Houda El Bourah : Nous travaillons dans trois provinces de la région de Marrakech-Tensift-El Haouz dont celle de Chichaoua. Dans les zones rurales nous abordons les autorités et les associations locales pour identifier toutes les filles déclarées et qui ne vont pas à l'école. Nous abordons alors leurs parents pour les sensibiliser, les convaincre de faire revenir leur fille qui travaille dans une grande ville du pays, très loin de leur village. Quand elles reviennent, nous offrons au père 250dh/mois en compensation du revenu qu'elle n'apporte plus à sa famille. Ensuite, nous l'accompagnons pour qu'elle ait le matériel scolaire nécessaire, reçoive des cours de soutien pour le temps perdu... Nous les suivons au cours de toute leur scolarité. Aujourd'hui, 4 d'entre elles poursuivent des études secondaires.

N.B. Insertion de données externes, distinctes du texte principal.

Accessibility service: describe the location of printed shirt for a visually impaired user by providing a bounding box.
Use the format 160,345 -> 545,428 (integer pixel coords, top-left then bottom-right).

Votre association se porte parfois partie civile pour soutenir les jeunes filles contre leur employeur en cas de violence voire de meurtre. Combien d'adolescentes avez-vous ainsi défendues ?

Nous avons chaque année un cas qui se présente et que nous soutenons, au total c'est 4 ou 5 procès dans lesquels nous nous sommes portés partie civile. Le dernier en date, c'était à Agadir, pour une fillette de 11 ans maltraitée, brûlée par son employeur et pour laquelle les soins n'ont pas été prodigués à temps. Sa patronne a été condamnée à 20 ans, mais pourquoi ? Cette femme a laissé deux enfants derrière elle. Au final on y a tous perdu. Le Collectif se sert d'abord des procès pour dénoncer l'emploi des "petites bonnes", pour accuser la société qui a laissé travailler et tuer ces enfants. Avec une condamnation on s'intéresse au tueur ou à la tueuse, mais qui prend soin des petites filles qui en réchappent ?

Une loi sur les "petites bonnes" est en discussion dans les méandres du systèmes législatif depuis plusieurs années, malgré les drames qui se succèdent. Pourquoi ?

Cette loi subit le même sort que beaucoup d'autres qui dépendent de la conjoncture politique, mais elle n'est pas la panacée de toute façon car elle traite du travail domestique en général. Dans le fond, elle ne protège pas les enfants de l'exploitation domestique ; elle se contente de pénaliser les employeurs. Les lois essentielles existent déjà : le travail des mineurs de moins de 15 ans est interdit et l'obligation scolaire existe. Aujourd'hui, ce que nous demandons c'est un projet de réparation pour les jeunes filles qui rentrent dans leur famille pour aider à la réinsertion familiale car le travail d'associations comme la notre est insuffisant pour couvrir tout le Maroc. Nous voulons un organisme auprès duquel chacun puisse dénoncer un cas d'exploitation domestique. Il faut des structures pour accueillir celles qui quittent leur employeur. Elles ne savent parfois pas où est leur famille.